Dans le cadre du démantèlement de la jungle de Calais, la Somme a accueilli 101migrants en octobre 2016 et 49 mineurs isolés dans le centre d’accueil de Cayeux-sur-Mer qui a fermé le 6 février 2017. À ce jour, une centaine demeure dans le département et 21 ont obtenu le statut de réfugiés politiques qui ouvrent à d’autres droits, dont le RSA (Revenu de solidarité active). Toujours de source préfectorale, huit mineurs sont pris en charge par l’aide sociale à l’enfance du conseil départemental de la Somme. Outre le logement, les migrants reçoivent un pécule alimentaire de dépannage. L’association Accueil et promotion verse un ticket service de 5 € (alimentation et produits d’hygiène) par jour et par personne. Dès que la demande d’asile est enregistrée en préfecture, le candidat perçoit l’allocation (6,80€ par personne) versée par l’Ofpra. Les demandeurs d’asile n’ont pas le droit de travailler. «Ils ne prennent donc ni le travail ni la formation d’un Français», souligne la directrice de l’ABEJ Coquerel, Kahina Atiris.

Des demandes en hausse

La préfecture de l’Oise enregistre les demandes de droit d’asile pour l’ensemble de la Picardie. Au premier trimestre 2017, elles s’élèvent à 353. En 2016, elles ont atteint 1729 après 1486 demandes en 2015. Le schéma régional d’asile fixe la répartition par territoire ainsi: 50% de demandeurs domiciliés dans l’Oise, 30% dans la Somme et 20% dans l’Aisne.

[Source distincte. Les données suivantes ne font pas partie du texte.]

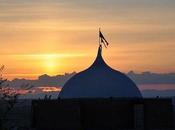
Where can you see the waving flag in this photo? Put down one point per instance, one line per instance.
(103, 40)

66 demandeurs d’asile à Tergnier

À Tergnier (Aisne), le CADA (Centre d’accueil des demandeurs d’asile) géré par l’ABEJ Coquerel héberge aujourd’hui soixante-six « accueillis » issus de onze nationalités différentes. Ils partagent des immeubles loués au bailleur social Logivam. On compte une vingtaine d’enfants parmi les familles et une quinzaine est scolarisée. Arrivée en novembre dernier sans connaître le moindre mot de français, une jeune irakienne a déjà obtenu 11 de moyenne générale au collège. L’immeuble dit « des anciens célibataires » comprend également quatorze autres locataires qui sont des Ternois de longue date.

Une assistante sociale, un juriste (un Ternois récemment recruté), un travailleur social, un chef de service éducateur spécialisé et un agent logistique encadrent les exilés. Un nouveau travailleur social et un jeune ternois en service civique doivent aussi être recrutés par l’association ABEJ Coquerel. « Ils n’ont qu’une envie, celle de passer inaperçus et de se fondre dans la masse », assure la directrice Kahina Atiris.

Dans leur appartement, quatre jeunes pakistanais ont épinglé un drapeau français. Ils aiment aussi partager leur repas typique. Des parties de foot se répètent avec les jeunes du quartier. Lors du festival des clowns, des animations ont eu lieu aux abords des immeubles et ont favorisé des échanges. Pendant les vacances de Noël, deux Afghans ont sauvé une famille dont la maison avait pris feu. « Ils n’ont pas compris qu’on les félicitait », raconte Paulo Barrocal, le chef de service.

« Le mot solidarité appartient à la philosophie de Tergnier, ville d’ouvriers et de cheminots. Ces familles ont des choses à nous apporter et nous à leur apporter », met en avant le maire DVG, Christian Crohem. Qui a fait face aux critiques et aux discours de rejet, essentiellement sur internet et sous couvert d’anonymat. « La laïcité et la tolérance, c’est la meilleure façon de faire vivre les valeurs de la République », affirme le maire.